Başkentin köklü tarihini Ankara Kalesi’nin eteklerinde yaşatan Sultan Alâeddin Camii, Ankara’nın ilk camisi olarak bilinmektedir. Türkler’in 1073 yılında Ankara Kalesi'ni fethetmesinin ardından inşa edilen bu tarihi cami, Osmanlı Dönemi'nde cuma namazının kılındığı tek cami olarak da öne çıkmaktadır. İnşa edildiği dönemde 5 bin kişilik kapasiteye sahip olan cami, günümüzde yalnızca bir ibadet merkezi olarak değil, aynı zamanda Ankara’nın dini, kültürel ve mimari tarihinin de bir simgesi olarak varlığını sürdürmektedir.

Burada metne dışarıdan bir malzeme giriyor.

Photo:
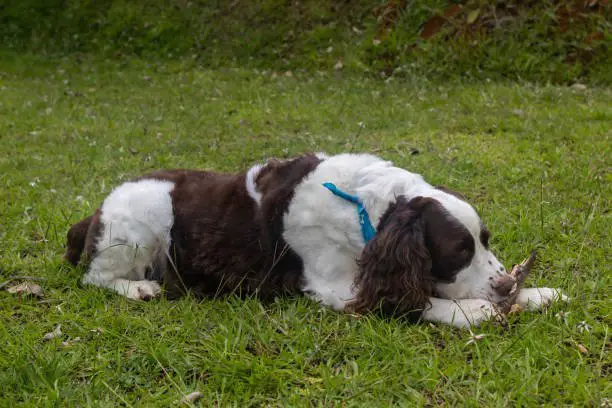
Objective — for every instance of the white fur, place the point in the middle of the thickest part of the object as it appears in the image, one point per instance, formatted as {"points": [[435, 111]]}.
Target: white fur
{"points": [[320, 227], [324, 230], [251, 183], [460, 312], [136, 221]]}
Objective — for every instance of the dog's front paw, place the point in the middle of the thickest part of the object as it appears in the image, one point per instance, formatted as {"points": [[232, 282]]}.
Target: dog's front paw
{"points": [[474, 312], [538, 298], [143, 290]]}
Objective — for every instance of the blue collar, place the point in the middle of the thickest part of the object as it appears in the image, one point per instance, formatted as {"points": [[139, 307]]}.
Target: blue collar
{"points": [[367, 230]]}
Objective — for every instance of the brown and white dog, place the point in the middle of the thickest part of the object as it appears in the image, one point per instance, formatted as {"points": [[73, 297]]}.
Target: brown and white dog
{"points": [[352, 231]]}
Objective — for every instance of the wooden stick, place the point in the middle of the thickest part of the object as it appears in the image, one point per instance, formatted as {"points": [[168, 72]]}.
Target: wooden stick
{"points": [[519, 272]]}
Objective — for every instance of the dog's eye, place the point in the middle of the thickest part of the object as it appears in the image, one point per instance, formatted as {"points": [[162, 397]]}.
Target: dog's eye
{"points": [[465, 245], [485, 235]]}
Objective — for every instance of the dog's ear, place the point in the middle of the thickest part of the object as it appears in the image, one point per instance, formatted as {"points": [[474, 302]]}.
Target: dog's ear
{"points": [[394, 268]]}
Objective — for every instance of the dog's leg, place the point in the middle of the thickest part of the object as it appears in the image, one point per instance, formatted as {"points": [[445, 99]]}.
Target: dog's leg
{"points": [[459, 313], [110, 269], [538, 298]]}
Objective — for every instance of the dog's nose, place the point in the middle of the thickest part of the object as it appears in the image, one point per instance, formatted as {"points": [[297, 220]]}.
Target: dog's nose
{"points": [[503, 286]]}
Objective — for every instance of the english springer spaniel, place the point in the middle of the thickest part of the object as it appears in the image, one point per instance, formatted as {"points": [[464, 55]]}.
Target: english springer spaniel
{"points": [[352, 231]]}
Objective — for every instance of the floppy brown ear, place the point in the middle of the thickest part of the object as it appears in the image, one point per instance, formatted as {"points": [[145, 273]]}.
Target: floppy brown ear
{"points": [[395, 266]]}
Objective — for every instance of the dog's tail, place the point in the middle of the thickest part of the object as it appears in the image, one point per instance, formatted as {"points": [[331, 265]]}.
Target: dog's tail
{"points": [[76, 237]]}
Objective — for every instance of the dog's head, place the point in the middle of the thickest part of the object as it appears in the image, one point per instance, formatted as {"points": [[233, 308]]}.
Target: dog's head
{"points": [[434, 244]]}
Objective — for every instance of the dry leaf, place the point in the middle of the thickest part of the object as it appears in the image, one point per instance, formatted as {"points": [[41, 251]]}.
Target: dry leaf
{"points": [[71, 342], [473, 15], [190, 398], [26, 289], [515, 308], [55, 333]]}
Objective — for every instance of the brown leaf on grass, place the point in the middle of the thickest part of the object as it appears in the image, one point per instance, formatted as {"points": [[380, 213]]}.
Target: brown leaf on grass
{"points": [[434, 24], [69, 343], [515, 308], [191, 398], [26, 289], [57, 332], [582, 349], [473, 15]]}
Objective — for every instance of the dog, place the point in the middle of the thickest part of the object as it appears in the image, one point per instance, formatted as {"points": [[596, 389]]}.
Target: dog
{"points": [[352, 231]]}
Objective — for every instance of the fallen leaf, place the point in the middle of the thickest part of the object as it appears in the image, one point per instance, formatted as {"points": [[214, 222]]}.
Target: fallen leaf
{"points": [[54, 334], [190, 398], [26, 289], [579, 87], [473, 15], [71, 342], [515, 308]]}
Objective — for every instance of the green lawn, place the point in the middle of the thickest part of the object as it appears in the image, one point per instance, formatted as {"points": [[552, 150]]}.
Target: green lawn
{"points": [[535, 160]]}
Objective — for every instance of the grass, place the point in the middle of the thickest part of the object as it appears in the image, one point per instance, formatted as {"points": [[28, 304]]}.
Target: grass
{"points": [[558, 41], [534, 159]]}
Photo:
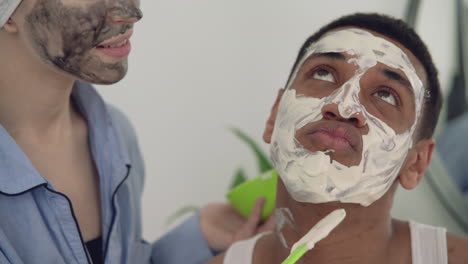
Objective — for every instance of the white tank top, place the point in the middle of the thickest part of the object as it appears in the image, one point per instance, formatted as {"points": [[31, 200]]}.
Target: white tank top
{"points": [[428, 246]]}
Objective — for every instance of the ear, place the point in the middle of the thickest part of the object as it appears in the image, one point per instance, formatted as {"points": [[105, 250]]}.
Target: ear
{"points": [[272, 118], [416, 163], [10, 26]]}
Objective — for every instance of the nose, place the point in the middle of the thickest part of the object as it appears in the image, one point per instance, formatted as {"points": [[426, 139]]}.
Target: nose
{"points": [[331, 112], [123, 12]]}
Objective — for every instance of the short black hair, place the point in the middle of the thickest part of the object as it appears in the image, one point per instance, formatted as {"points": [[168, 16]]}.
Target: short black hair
{"points": [[401, 32]]}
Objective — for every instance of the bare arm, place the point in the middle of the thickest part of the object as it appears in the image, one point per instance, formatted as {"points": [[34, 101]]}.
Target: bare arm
{"points": [[217, 260]]}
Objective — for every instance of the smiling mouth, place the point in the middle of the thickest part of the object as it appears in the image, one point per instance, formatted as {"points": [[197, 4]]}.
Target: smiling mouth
{"points": [[334, 139], [325, 135]]}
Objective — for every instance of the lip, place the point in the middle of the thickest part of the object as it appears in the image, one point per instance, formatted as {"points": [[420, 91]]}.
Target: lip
{"points": [[334, 135], [116, 52]]}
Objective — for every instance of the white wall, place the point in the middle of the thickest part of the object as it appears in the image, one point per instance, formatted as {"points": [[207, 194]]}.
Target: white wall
{"points": [[201, 66]]}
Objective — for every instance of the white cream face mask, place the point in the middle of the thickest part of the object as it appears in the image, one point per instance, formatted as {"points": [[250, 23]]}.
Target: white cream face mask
{"points": [[312, 176]]}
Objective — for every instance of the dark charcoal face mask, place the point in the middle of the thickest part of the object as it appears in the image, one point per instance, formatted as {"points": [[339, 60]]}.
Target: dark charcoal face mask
{"points": [[66, 34]]}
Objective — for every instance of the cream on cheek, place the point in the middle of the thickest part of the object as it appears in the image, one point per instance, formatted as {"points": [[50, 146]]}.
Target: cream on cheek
{"points": [[311, 176]]}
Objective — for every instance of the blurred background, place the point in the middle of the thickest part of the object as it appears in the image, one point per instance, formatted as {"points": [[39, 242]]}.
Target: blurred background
{"points": [[200, 67]]}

TARİHE TANIKLIK EDEN 840 YILLIK MİNBER
Cami, inşa edildikten sonra Selçuklu Sultanı Alaeddin Keykubad döneminde kapsamlı bir onarımdan geçirilmiş ve bu padişahın adıyla anılmaya başlanmıştır. Tarih boyunca çeşitli savaşlar ve doğal afetler nedeniyle zarar gören Sultan Alâeddin Camii, her restore edilişinde biraz daha küçülmüştür. İlk yapıldığında 5 bin kişilik büyük bir cemaat kapasitesine sahip olan cami, özellikle savaş dönemlerinde aldığı hasarlar neticesinde yeniden onarılmıştır. Sultan Alâeddin Camii’nin en özgün kısmı ise kündekâri yöntemiyle yapılmış olan minberidir. Minber, sağlam yapısıyla dikkat çekmekle birlikte, zaman içerisinde bazı yamulmalar ve eksiklikler oluşmuştur. Yaklaşık 840 yıllık bir geçmişe sahip olan bu minber, caminin tarihine tanıklık eden önemli bir eser olarak hala varlığını sürdürmektedir.

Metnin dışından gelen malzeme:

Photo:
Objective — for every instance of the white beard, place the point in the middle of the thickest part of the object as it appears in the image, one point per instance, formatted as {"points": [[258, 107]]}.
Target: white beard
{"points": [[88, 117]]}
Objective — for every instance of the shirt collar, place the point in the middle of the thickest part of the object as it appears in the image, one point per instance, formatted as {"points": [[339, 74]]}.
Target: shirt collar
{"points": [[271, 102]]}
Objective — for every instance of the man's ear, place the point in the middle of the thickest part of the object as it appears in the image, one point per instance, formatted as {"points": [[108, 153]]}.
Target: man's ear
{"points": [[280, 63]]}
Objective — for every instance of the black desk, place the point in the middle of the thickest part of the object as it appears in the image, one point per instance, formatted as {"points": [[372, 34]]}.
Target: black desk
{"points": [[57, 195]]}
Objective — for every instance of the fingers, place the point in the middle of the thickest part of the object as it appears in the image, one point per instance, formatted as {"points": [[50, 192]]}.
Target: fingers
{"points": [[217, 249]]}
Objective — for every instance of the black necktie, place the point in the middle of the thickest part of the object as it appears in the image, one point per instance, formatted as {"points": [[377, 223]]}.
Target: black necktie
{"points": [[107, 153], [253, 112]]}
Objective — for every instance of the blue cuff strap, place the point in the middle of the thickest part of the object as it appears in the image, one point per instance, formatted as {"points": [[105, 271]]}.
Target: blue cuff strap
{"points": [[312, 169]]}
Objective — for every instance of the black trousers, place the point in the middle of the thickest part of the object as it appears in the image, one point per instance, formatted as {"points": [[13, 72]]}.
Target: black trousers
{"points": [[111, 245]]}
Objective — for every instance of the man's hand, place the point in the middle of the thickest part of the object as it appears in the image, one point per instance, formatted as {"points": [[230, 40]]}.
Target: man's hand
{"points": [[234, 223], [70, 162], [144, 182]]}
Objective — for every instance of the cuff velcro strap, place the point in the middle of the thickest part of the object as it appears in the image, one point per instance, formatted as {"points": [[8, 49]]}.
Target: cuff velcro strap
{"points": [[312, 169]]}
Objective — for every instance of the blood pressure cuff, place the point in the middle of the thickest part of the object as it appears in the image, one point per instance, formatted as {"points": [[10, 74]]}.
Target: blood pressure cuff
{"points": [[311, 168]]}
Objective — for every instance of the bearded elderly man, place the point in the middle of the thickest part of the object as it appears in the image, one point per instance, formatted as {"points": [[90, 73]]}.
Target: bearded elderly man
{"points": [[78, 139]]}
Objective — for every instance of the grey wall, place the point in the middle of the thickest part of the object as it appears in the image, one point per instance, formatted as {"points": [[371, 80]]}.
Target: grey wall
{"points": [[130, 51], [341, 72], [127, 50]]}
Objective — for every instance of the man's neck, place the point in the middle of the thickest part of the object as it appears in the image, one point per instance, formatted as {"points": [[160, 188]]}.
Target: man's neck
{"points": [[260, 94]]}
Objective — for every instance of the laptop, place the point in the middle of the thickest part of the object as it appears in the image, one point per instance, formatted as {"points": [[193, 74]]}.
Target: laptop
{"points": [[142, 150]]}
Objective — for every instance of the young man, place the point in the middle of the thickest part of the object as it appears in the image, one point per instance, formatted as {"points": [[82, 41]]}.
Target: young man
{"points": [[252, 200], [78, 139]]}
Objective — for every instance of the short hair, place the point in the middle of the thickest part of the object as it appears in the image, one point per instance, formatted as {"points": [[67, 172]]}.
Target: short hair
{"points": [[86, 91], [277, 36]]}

FETİH SIRASINDA İNŞA EDİLEN İLK CAMİ
Polatlı Postası İnternet Haber Sitesi’ne caminin tarihi ve hikayesi hakkında özel açıklamalarda bulunan cami görevlisi, caminin Ankara Kalesi’nin fethi sırasında, 1073 yılında inşa edildiğini belirtti. Caminin sütunlarının mermerden yapıldığını ve savaş dönemlerinde zarar görmeyen nadir yerlerden biri olduğunu ifade eden cami görevlisi, sütun başlıkları ve ayaklarının da mermerden olduğunu, ayrıca cami yapımında Ankara taşının kullanıldığını aktardı.

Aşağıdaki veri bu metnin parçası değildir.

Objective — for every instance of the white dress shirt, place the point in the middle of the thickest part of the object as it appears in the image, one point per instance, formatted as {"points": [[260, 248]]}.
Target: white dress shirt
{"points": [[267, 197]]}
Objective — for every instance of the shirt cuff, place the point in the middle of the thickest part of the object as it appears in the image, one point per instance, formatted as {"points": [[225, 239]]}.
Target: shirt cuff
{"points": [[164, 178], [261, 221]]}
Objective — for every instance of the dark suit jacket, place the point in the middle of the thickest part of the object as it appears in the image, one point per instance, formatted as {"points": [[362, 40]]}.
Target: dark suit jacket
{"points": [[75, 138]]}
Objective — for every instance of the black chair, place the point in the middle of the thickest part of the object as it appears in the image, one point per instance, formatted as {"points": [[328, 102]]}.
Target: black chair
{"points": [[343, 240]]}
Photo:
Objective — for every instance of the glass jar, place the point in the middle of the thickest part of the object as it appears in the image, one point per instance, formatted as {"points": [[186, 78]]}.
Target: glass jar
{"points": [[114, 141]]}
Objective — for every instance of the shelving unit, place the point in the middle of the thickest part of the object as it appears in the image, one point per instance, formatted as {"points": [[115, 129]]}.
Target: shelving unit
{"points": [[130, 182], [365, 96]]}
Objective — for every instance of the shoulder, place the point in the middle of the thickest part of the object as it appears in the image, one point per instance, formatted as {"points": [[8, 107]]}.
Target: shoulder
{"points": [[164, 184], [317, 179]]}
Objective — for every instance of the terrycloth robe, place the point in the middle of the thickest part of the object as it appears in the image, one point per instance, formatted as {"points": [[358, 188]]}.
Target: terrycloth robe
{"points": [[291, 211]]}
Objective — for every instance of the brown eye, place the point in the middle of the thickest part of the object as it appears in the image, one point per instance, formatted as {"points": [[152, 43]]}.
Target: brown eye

HER RESTORE EDİLDİĞİNDE BİRAZ DAHA KÜÇÜLDÜ
Cami görevlisi, caminin ilk inşa edildiği dönemde bölgedeki Müslümanların cuma namazlarını sadece bu camide kıldıklarını belirtti. Caminin avlusu ile birlikte yaklaşık beş bin kişiyi ağırlayacak kapasitede olduğunu vurgulayan görevli, Orhan Gazi döneminde caminin yeniden tadilattan geçirildiğini, ancak Timur ile Yıldırım Beyazıt arasında gerçekleşen Ankara Savaşı sırasında, Timur tarafından mancınıkla yakılıp yıkıldığını ifade etti. Caminin geçmişteki restorasyonları hakkında bilgi veren görevli şunları aktardı:
“II. Murat döneminde cami tekrar restore edilmiştir. Ancak, Osmanlı'nın son döneminde, cami bir kez daha yangın geçirmiştir. Bu kez, II. Abdülhamit tarafından cami yeniden restore edilmeye çalışılmış, ancak Abdülhamit Han tahttan indirildiği için restorasyon yarım kalmıştır. Bu dönemde caminin duvarları yeniden çekilmiş ve orijinal pencereler kaldırılmıştır. Cami küçültülmüştür çünkü Abdülhamit dönemi savaşlar ve fakirlikle geçen bir dönemdir. Halkın yardımlarıyla bu duvar inşa edilmiş ve cami ibadete açılmıştır.”
ORDUYA YARDIM EDEN ALİMİN MEZARI BURADA
Caminin giriş kısmında bulunan mezar hakkında da bilgi veren cami görevlisi, Ankara’nın fethi sırasında orduya manevi destek sağlayan, askerlere dua eden ve savaş hazırlıklarına katkıda bulunan bir alimin mezarının bu alanda yer aldığını ifade etti.